Colocalization of dsRNA and GFP::RAB-7. (A) 5EU foci detected in embryos after pseudocoelomic 5EU-labeled dsRNA injection colocalizes with GFP:: RAB-7 (notched arrowheads) but is also found outside of RAB-7 structures (open arrowheads) in both wild-type (upper row) and sid-1 mutant (lower row) embryos.

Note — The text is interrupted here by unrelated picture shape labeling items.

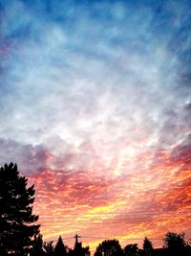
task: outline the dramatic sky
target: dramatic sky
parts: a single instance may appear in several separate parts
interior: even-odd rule
[[[0,0],[0,164],[35,185],[44,240],[191,237],[190,20],[189,0]]]

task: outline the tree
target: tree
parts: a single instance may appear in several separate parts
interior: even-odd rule
[[[63,240],[61,236],[59,236],[57,243],[54,247],[54,256],[65,256],[66,255],[66,247],[64,245]]]
[[[46,251],[46,255],[47,256],[53,256],[53,241],[52,242],[48,242],[48,243],[44,243],[43,244],[43,247]]]
[[[138,256],[138,244],[127,244],[124,247],[125,256]]]
[[[32,243],[32,252],[30,254],[31,256],[43,256],[44,251],[43,251],[43,240],[42,240],[42,235],[34,236],[34,240]]]
[[[119,256],[122,249],[117,240],[105,240],[96,249],[95,256]]]
[[[38,216],[32,215],[34,187],[27,184],[16,164],[0,168],[0,255],[27,255],[39,232],[33,223]]]
[[[146,237],[143,241],[143,250],[147,256],[152,255],[153,244],[152,244],[152,242]]]
[[[163,240],[164,247],[168,251],[168,255],[186,255],[186,243],[184,241],[184,233],[177,234],[168,232]]]

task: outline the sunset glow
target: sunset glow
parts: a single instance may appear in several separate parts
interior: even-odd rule
[[[34,184],[43,239],[189,239],[190,1],[0,0],[0,163]]]

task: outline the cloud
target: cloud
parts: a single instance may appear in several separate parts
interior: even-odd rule
[[[0,158],[35,184],[45,237],[63,214],[64,234],[187,228],[189,10],[1,1]]]

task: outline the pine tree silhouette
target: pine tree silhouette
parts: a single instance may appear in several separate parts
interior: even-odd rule
[[[33,185],[27,188],[28,179],[21,176],[17,165],[5,164],[0,169],[0,255],[25,256],[32,246],[32,237],[39,232],[33,224]]]

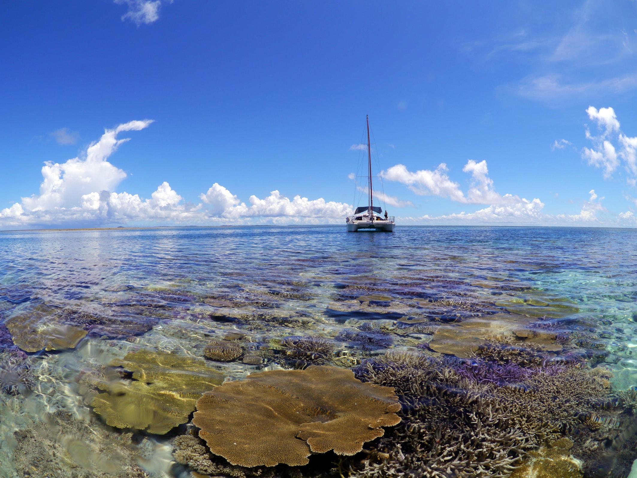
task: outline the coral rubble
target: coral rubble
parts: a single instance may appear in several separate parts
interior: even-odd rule
[[[368,360],[356,376],[394,387],[403,421],[374,443],[375,459],[350,463],[354,475],[505,477],[531,450],[571,430],[582,438],[594,414],[617,414],[601,407],[610,391],[600,374],[552,367],[527,373],[517,365],[492,365],[483,374],[433,356],[388,353]],[[596,432],[598,439],[605,430]]]
[[[220,384],[224,376],[202,361],[147,350],[131,352],[111,365],[132,372],[132,380],[98,383],[106,391],[91,402],[108,425],[165,433],[188,421],[201,394]]]
[[[13,343],[25,352],[72,349],[87,334],[83,328],[62,323],[55,311],[45,306],[13,315],[4,325]]]

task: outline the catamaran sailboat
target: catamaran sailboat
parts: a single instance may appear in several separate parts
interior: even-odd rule
[[[368,185],[369,202],[368,206],[361,206],[356,208],[354,216],[348,216],[346,222],[347,223],[347,230],[350,232],[355,232],[359,229],[373,229],[376,231],[386,231],[391,232],[394,230],[394,226],[396,225],[394,216],[387,216],[387,211],[385,211],[385,216],[382,216],[383,212],[382,207],[374,206],[374,194],[371,187],[371,148],[369,142],[369,116],[367,117],[367,159],[369,171],[369,183]],[[379,215],[376,215],[378,213]]]

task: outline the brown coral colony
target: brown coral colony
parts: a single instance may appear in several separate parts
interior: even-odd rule
[[[349,370],[312,365],[226,383],[197,402],[192,422],[233,465],[302,465],[313,453],[353,455],[400,422],[394,389]]]

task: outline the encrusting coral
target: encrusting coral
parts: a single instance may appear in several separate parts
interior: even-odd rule
[[[24,352],[10,352],[0,360],[0,388],[8,393],[27,394],[35,382],[31,368]]]
[[[41,305],[9,318],[4,325],[13,343],[25,352],[72,349],[87,334],[83,328],[61,323],[54,309]]]
[[[392,388],[311,365],[227,382],[197,402],[192,423],[212,453],[243,467],[302,465],[313,453],[353,455],[400,421]]]
[[[458,359],[388,353],[357,367],[364,381],[395,388],[403,421],[375,442],[369,457],[352,461],[350,475],[506,477],[528,451],[581,429],[592,414],[615,412],[600,407],[610,398],[600,374],[550,365],[527,375],[497,367],[480,380]]]
[[[582,461],[570,454],[572,447],[573,442],[562,438],[533,450],[511,478],[580,478]]]
[[[93,398],[95,412],[111,426],[153,433],[185,423],[201,394],[224,381],[201,360],[147,350],[131,352],[111,366],[132,372],[132,380],[97,384],[107,391]]]
[[[204,349],[208,358],[221,362],[230,362],[240,357],[243,349],[240,345],[227,341],[211,341]]]

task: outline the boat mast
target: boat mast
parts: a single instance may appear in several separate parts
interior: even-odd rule
[[[374,204],[373,203],[373,195],[371,193],[371,148],[369,147],[369,115],[367,115],[367,158],[369,164],[369,209],[368,214],[373,216],[374,214]]]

Bars, 10 μm. (B) Model for three inherited dsRNA transport pathways. (1) DsRNA injected directly into the syncytial germline can silence the resulting progeny without SID-1. Some injected dsRNA exits the gonad to the PC and is then directly or indirectly via yolk (2) endocytosed into developing oocytes via LDL receptor super-family member RME-2, or (3) this PC dsRNA can also be directly transported into oocytes via SID-1.